銕三郎が京都へ随行した時、波津に、まさかのときのおまさを託すわけにはいかなかったとおもいますよ。
投稿: mine | 2010.10.06 09:16
1日のブログで300字とか400字で連載していくのって、新聞小説といっしょで、展開のさせ方がむずかしいでしょうね。とくにミステリックなストーリィの場合は。
投稿: 左衛門佐 | 2010.10.06 09:38
>mine さん
聖典では、継母の波津がずっと銕三郎をいじめたので、18歳まで巣鴨の仙右衛門のところに寄寓していたことになっていますが、史実の継母は、銕三郎が5歳の時に逝き、生母(ブログでは、妙 たえ)は、平蔵がみまかる4日まで生存していたと、戒行寺の霊位簿にあります。

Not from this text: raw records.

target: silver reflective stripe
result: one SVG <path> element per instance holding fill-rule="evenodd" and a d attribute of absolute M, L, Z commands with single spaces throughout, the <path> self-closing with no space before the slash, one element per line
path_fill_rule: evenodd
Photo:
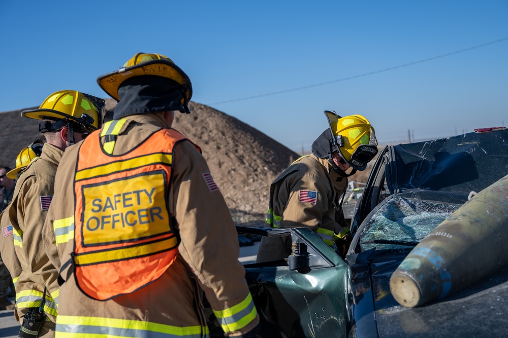
<path fill-rule="evenodd" d="M 242 319 L 244 317 L 249 315 L 251 312 L 252 312 L 252 309 L 253 308 L 254 302 L 250 302 L 246 308 L 239 312 L 237 312 L 234 315 L 232 315 L 229 317 L 225 317 L 224 318 L 217 317 L 217 320 L 223 326 L 229 326 L 232 324 L 236 323 L 237 322 L 238 322 Z"/>
<path fill-rule="evenodd" d="M 78 324 L 58 324 L 57 322 L 58 317 L 56 318 L 55 338 L 68 336 L 66 333 L 77 334 L 77 336 L 81 336 L 79 335 L 80 334 L 83 334 L 82 336 L 84 337 L 87 336 L 86 335 L 88 334 L 98 334 L 101 335 L 100 336 L 115 337 L 115 338 L 182 338 L 182 337 L 184 338 L 201 338 L 201 337 L 208 338 L 210 336 L 209 334 L 203 333 L 179 335 L 139 329 Z M 151 323 L 147 323 L 147 324 Z M 73 334 L 71 336 L 74 336 L 74 335 Z"/>
<path fill-rule="evenodd" d="M 67 235 L 72 231 L 74 231 L 74 223 L 68 226 L 67 227 L 64 227 L 63 228 L 59 228 L 57 229 L 54 230 L 55 236 L 61 236 L 62 235 Z"/>
<path fill-rule="evenodd" d="M 333 246 L 333 232 L 331 230 L 318 228 L 318 236 L 321 238 L 323 241 L 330 246 Z"/>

その史実から、銕三郎の幼少、青年時代を推測しています。
投稿: ちゅうすけ | 2010.10.06 16:45
>左兵衛佐 さん
池波さんは『捕物小説名作選』の解説で『鬼平』は捕物帳ではないと明言しています。
ではないか? 形を変えたピカレスクと呼んではいかかでしよう?
もっとも、ブログは、イタ・セクスアリスと成長小説のミックスのつもりですから、謎解きの要素はすくな目にしています。